CERES Enters Info Highway

CERES, the advanced high-technology geographic information system built by the Resources Agency, will distribute a library of information worldwide about California's rich and diverse natural heritage when it goes on-line in June.

Accessible on Internet with Mosaic computer software, CERES offers an array of information, including news of the month, listings by topic, and frequently asked questions. CERES users can access data from departments under the Re sources Agency, federal resources agencies, and program partners, such as the University of California's Sequoia 2000, Australia's ERIN, the Sierra Nevada Ecosystem Project, River Assessment Program, the Center for Environmental Design at UC Berkeley, and the Land, Air and Water Resources Department at UC Davis.

CERES eventually will provide access to general plans and environmental impact reports from California's 58 counties. Textual reports, statistical tables, photographs, video and audio files, and satellite imagery maps also will be available. The Department of the Interior's National Biological Survey and other information systems are to be linked with CERES soon.

A leg of the CERES network in Redding will unlock a wealth of information for rural communities in the Klamath Province and Sierra Nevada. The information available will include maps of the Klamath region listed in special "yellow pages" called the Meta Data Dictionary, which will tie into CERES. 

CERES - formally the California Environmental Resources Evaluation System -was named for Ceres, the Roman goddess of agriculture, whose symbol - the poppy - is the California State Flower.

By supplying information about resource interdependence, CERES will assist environmental decision-makers in protecting biodiversity and promoting ecosystem planning. It also will help to eliminate inconsistency and costly duplication of effort in gathering and compiling scientific data.

CERES will be accessible to public agencies, non-governmental and private groups, the business sector, and the general public through personal computers and bulletin board systems in public libraries. The 26-member federal, state and local government agencies of the California Executive Council on Biological Diversity, which are committed to developing and managing information for entire ecosystems, will guide and sup port CERES.

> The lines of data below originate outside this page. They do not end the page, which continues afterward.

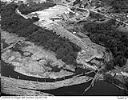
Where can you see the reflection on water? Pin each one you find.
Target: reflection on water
(101, 87)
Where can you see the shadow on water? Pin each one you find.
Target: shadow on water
(100, 89)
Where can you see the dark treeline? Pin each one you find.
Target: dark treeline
(14, 23)
(118, 6)
(114, 40)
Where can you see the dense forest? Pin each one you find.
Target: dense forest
(14, 23)
(114, 40)
(119, 6)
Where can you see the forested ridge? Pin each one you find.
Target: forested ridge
(114, 40)
(14, 23)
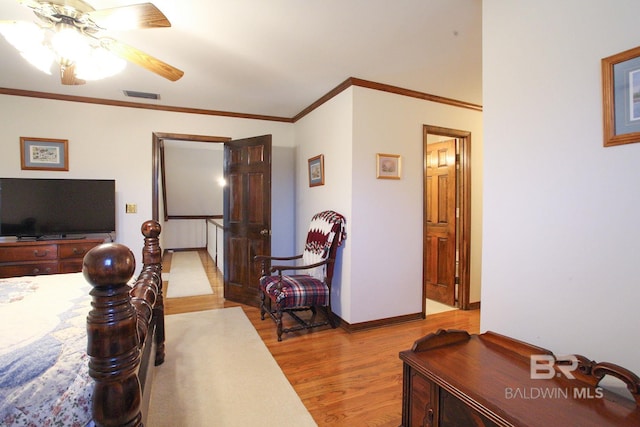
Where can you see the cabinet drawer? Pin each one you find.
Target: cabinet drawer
(28, 253)
(70, 266)
(422, 401)
(75, 250)
(27, 269)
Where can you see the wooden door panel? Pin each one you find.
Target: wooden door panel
(440, 225)
(247, 215)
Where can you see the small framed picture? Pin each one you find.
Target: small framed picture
(621, 97)
(388, 166)
(44, 154)
(316, 170)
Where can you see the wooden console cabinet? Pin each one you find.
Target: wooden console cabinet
(31, 258)
(451, 378)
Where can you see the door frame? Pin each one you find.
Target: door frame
(463, 160)
(156, 156)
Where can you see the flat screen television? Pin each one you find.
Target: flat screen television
(56, 208)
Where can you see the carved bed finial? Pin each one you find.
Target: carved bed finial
(112, 337)
(108, 263)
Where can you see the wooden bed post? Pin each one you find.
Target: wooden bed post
(113, 346)
(118, 325)
(152, 260)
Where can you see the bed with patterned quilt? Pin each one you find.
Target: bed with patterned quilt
(77, 349)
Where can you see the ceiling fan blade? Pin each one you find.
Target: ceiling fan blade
(78, 5)
(142, 59)
(137, 16)
(68, 76)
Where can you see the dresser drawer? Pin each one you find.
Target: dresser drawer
(28, 253)
(29, 269)
(70, 265)
(75, 250)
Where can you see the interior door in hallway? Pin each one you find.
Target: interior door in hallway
(247, 215)
(440, 221)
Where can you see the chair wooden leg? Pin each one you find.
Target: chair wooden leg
(279, 322)
(262, 308)
(330, 317)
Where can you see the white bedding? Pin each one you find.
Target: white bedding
(44, 377)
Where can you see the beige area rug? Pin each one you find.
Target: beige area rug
(187, 276)
(218, 372)
(434, 307)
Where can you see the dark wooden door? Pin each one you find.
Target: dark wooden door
(440, 221)
(247, 215)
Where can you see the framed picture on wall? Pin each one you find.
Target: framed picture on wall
(44, 154)
(316, 171)
(388, 166)
(621, 97)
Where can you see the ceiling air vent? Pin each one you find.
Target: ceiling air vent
(145, 95)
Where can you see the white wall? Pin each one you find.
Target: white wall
(387, 215)
(114, 142)
(561, 235)
(327, 131)
(381, 265)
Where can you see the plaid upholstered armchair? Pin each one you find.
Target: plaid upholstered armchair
(310, 287)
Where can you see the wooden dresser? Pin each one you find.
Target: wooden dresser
(31, 258)
(451, 378)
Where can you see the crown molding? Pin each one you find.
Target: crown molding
(351, 81)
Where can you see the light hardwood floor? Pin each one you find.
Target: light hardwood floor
(344, 379)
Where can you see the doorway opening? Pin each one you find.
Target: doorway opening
(446, 216)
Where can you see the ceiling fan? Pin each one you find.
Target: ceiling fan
(71, 33)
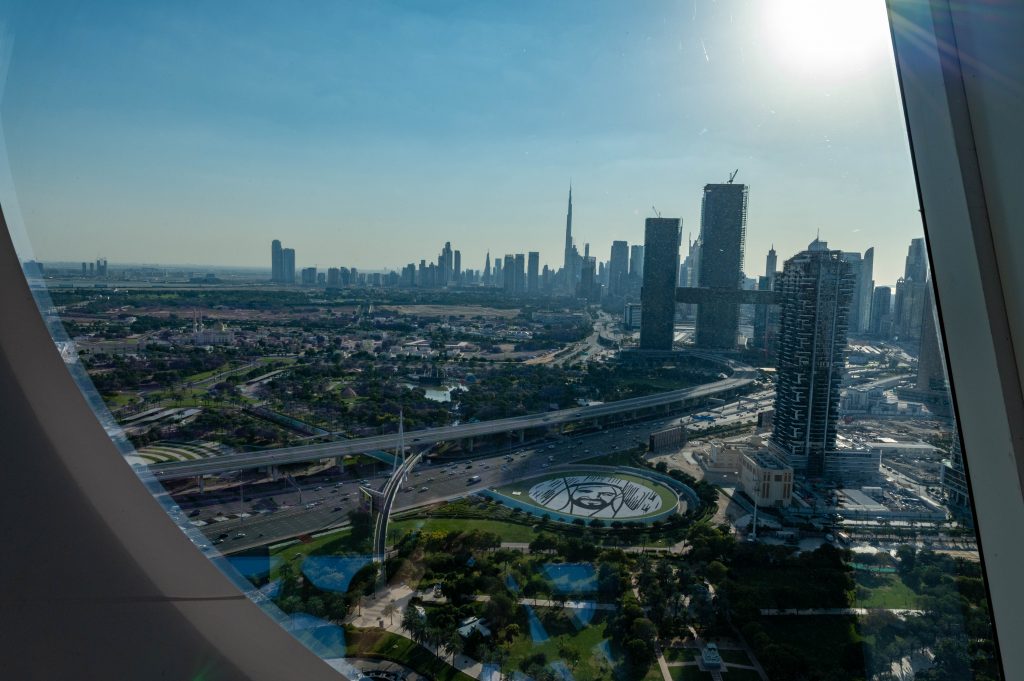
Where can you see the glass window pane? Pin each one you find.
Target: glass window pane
(574, 340)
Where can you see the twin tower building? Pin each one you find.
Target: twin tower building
(808, 302)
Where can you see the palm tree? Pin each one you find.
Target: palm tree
(414, 624)
(455, 644)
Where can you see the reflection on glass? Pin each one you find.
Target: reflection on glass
(686, 416)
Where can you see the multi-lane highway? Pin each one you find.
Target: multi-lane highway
(741, 377)
(327, 502)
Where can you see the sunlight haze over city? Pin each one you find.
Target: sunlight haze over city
(368, 134)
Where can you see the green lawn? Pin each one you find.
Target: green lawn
(335, 543)
(680, 654)
(562, 632)
(832, 634)
(691, 673)
(734, 656)
(509, 531)
(380, 644)
(202, 376)
(886, 591)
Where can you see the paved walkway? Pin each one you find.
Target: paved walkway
(372, 614)
(841, 610)
(541, 602)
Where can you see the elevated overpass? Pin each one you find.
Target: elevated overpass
(741, 377)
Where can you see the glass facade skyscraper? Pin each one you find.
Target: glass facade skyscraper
(657, 296)
(816, 288)
(723, 233)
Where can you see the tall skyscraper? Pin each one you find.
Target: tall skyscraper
(882, 320)
(657, 296)
(445, 265)
(866, 285)
(911, 292)
(954, 479)
(568, 265)
(589, 288)
(931, 373)
(288, 265)
(519, 280)
(723, 233)
(908, 308)
(276, 261)
(766, 316)
(915, 268)
(508, 274)
(816, 287)
(532, 272)
(619, 268)
(861, 304)
(636, 261)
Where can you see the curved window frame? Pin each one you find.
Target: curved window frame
(135, 563)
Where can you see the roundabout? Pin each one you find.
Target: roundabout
(598, 493)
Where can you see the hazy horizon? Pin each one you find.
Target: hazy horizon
(369, 135)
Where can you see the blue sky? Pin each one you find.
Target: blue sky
(369, 133)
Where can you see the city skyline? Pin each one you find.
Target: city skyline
(202, 155)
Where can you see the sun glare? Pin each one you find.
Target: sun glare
(826, 36)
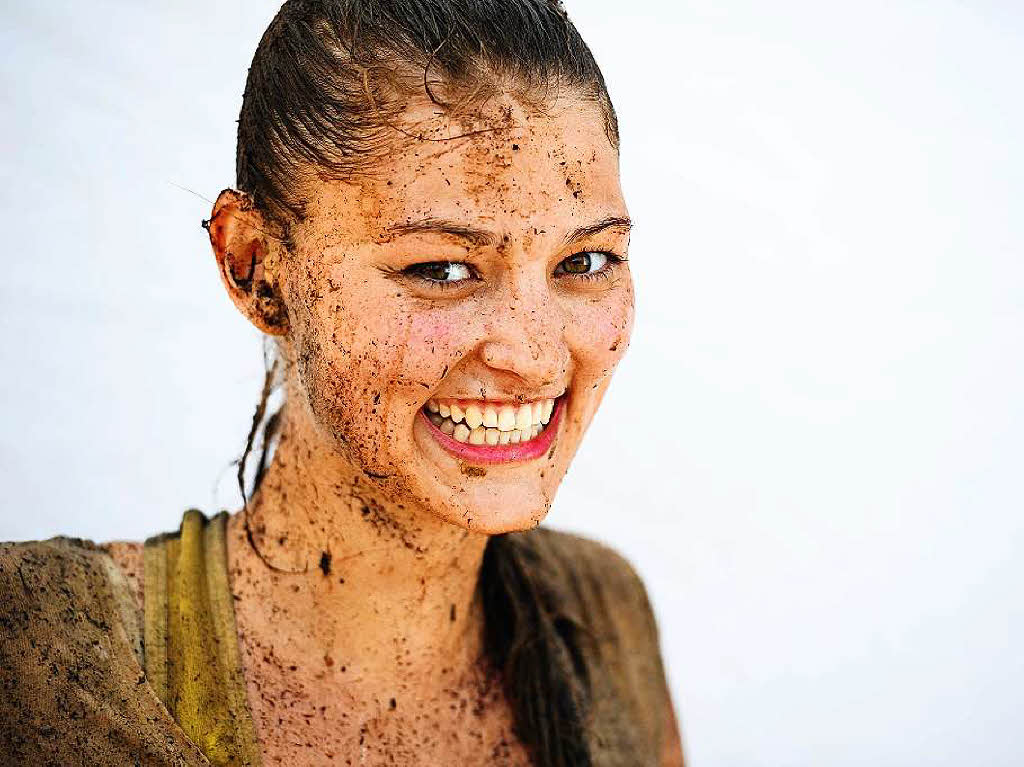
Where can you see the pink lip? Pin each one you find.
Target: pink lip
(494, 454)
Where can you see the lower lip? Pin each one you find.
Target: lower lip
(499, 454)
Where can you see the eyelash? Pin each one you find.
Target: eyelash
(603, 273)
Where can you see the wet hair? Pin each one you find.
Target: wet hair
(327, 86)
(330, 79)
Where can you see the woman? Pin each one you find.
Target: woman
(429, 224)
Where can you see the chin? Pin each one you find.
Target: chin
(494, 508)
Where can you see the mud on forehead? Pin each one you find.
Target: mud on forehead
(510, 161)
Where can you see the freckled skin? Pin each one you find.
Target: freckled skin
(363, 640)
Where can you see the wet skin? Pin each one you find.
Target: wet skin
(356, 611)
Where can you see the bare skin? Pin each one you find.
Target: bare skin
(356, 610)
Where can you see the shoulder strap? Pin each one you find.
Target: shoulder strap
(192, 650)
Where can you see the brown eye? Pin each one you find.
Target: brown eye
(583, 263)
(440, 271)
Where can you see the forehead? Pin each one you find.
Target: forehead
(510, 169)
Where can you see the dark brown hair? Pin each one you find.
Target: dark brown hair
(324, 92)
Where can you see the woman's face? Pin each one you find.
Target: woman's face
(456, 320)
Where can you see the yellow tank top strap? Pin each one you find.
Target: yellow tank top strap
(192, 651)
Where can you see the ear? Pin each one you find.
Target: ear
(246, 261)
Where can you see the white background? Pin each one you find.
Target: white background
(813, 450)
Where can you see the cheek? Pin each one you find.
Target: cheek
(368, 363)
(600, 331)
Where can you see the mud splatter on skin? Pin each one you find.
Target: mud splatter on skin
(368, 640)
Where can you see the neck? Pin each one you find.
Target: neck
(330, 570)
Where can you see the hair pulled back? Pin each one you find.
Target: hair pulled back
(324, 93)
(330, 78)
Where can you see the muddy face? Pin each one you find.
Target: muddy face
(448, 278)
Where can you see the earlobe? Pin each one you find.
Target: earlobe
(242, 249)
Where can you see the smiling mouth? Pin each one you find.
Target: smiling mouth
(494, 432)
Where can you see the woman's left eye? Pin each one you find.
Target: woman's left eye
(441, 272)
(589, 264)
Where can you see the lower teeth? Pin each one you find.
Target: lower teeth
(482, 434)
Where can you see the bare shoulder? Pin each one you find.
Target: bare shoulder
(129, 558)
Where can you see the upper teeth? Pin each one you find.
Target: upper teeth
(502, 417)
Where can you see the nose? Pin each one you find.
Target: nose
(526, 335)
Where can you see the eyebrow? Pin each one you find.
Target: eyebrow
(482, 237)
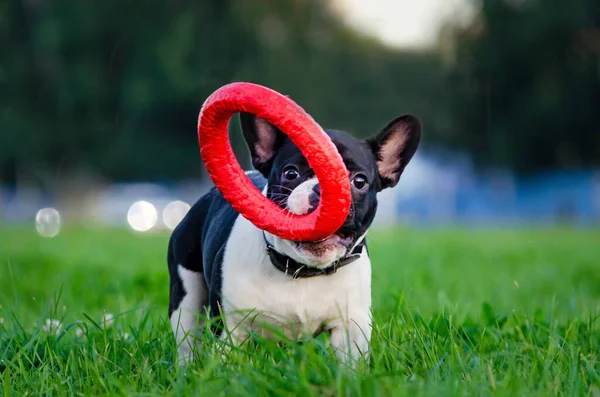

Governor Pete Wilson honored Secretary for Resources Douglas P. Wheeler May 18 with the first Governor's Technology Award for outstanding work with the CERES system. The Governor said CERES "will improve millions of Californians' daily lives through its practical applications."

Coordinating CERES and providing oversight are: Undersecretary for Resources Michael Mantell; Carol Whiteside, the Governor's director of intergovernmental affairs; Gary Darling, technology adviser to the Resources Agency; Robert Ewing, chief of the Strategic Planning Program in the California Department of Forestry and Fire Protection; and Philip Griffiths, special assistant to the Secretary for Resources.